Sistine Chapel Sugar Cookies

When I was a little girl, my mother would take me across town, every couple of months, to what was unarguably the BEST bakery in town, Lake Forest Pastry Shop.  It was always jammed, and my small self often got lost in the crowd of shirt-waist dresses and leather handbags, some of them bopping me in the face!  I can still remember the black-and-white tiled floor, the icing-scented, hair-netted ladies behind the counter, and the heady aroma of freshly baked pastry when I walked in the door.  As a child of eight, my line of sight was in perfect alignment with the pastries in the glass cases.  I'd put my hands on the glass (I'll bet the shopkeepers just LOVED that!) and peer inside just longing for one of their very big, very delicious sugar cookies.  My mother generally bought coffee cakes and stollens (Stollen?!  I never did quite get that name as a child, I still don't.), but what I wanted most were the cookies.  I wasn't deprived, she did get one for me on occasion, but generally my hands needed to be free for carrying one of the many white boxes tied with twine out to the car for the long drive home.

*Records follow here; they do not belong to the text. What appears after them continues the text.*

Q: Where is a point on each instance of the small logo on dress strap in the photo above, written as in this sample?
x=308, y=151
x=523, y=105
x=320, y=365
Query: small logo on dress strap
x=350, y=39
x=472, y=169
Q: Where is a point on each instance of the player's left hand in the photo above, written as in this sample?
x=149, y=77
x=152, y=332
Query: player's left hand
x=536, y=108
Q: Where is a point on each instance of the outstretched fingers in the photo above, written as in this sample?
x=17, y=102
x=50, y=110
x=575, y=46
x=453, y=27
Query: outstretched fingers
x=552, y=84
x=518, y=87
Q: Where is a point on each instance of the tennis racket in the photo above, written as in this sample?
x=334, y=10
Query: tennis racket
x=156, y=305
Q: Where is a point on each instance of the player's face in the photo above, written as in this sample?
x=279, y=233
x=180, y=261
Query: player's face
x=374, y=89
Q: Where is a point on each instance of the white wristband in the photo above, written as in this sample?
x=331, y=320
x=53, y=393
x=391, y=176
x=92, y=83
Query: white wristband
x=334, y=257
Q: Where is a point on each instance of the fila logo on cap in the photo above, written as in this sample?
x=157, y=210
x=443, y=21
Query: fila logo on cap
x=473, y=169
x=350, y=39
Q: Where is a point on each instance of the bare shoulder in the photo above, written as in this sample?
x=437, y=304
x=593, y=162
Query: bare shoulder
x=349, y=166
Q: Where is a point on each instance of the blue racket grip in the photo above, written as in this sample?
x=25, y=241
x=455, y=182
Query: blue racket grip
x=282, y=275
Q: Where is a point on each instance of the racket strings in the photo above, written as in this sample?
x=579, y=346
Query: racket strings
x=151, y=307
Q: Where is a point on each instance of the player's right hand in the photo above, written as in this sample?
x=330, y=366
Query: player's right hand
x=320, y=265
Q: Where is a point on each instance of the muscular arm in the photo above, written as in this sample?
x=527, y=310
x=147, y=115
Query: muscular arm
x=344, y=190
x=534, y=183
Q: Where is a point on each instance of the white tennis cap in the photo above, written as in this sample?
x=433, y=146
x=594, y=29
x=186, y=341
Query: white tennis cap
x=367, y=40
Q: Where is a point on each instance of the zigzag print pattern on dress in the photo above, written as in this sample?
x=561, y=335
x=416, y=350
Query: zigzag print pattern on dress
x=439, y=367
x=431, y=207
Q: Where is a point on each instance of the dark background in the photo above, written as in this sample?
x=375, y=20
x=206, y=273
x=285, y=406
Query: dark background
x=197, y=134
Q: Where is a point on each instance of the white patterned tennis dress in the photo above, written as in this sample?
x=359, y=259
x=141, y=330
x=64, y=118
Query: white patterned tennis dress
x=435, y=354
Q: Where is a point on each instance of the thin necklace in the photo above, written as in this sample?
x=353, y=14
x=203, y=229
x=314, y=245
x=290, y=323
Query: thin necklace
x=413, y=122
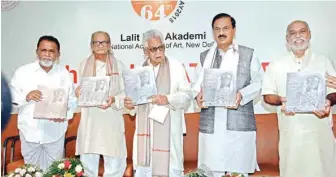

Ever since then I've been tampering with sugar cookie recipes in an attempt to recreate what I considered to be the Sistine Chapel of sugar cookies.  Okay, as a kid, I did not know what the Sistine Chapel was, but you get the idea: the sugar cookie to end all sugar cookies.  The cookie that took me back to that little bakeshop frequented in my youth.

A couple of years ago I did it, and I'm sharing this recipe with you.  Crispy on the outside, puffed and tender on the inside, with a complex yet comforting light citrus and vanilla flavor, this is my "go to" cookie when I'm nostalgic for that sweet taste of my youth.
Sistine Chapel Sugar Cookies

1½ c. granulated sugar
½ c. butter, room temperature
½ c. Crisco
3 eggs
1 t. vanilla
2½ c. all-purpose flour
1 t. baking soda
1 t. cream of tartar
Sugar for coating

Preheat oven to 350ºF.  In a mixer fitted with paddle attachment, cream together sugar, butter, and Crisco until light and fluffy, about two minutes.  Beat in eggs, one at a time, add vanilla, lemon, and orange extracts.  In a separate bowl, stir together flour, baking soda, and cream of tartar.  With mixer set to low, gradually add dry mixture to wet ingredients.  
For each cookie drop two tablespoons of dough (I use a cookie scoop for this) into a bowl of sugar; roll to coat.  Place cookies on a greased cookie sheet.  
Before baking sprinkle about a teaspoon of additional sugar on the top of each dough ball, this will cause the crackled top.  Bake for 14-17 minutes or until the edges are light brown.  Remove from  cookie sheet to cool on wire racks.  Makes approximately 30 4" cookies.

The additional sugar on top is what gives them their crackled appearance.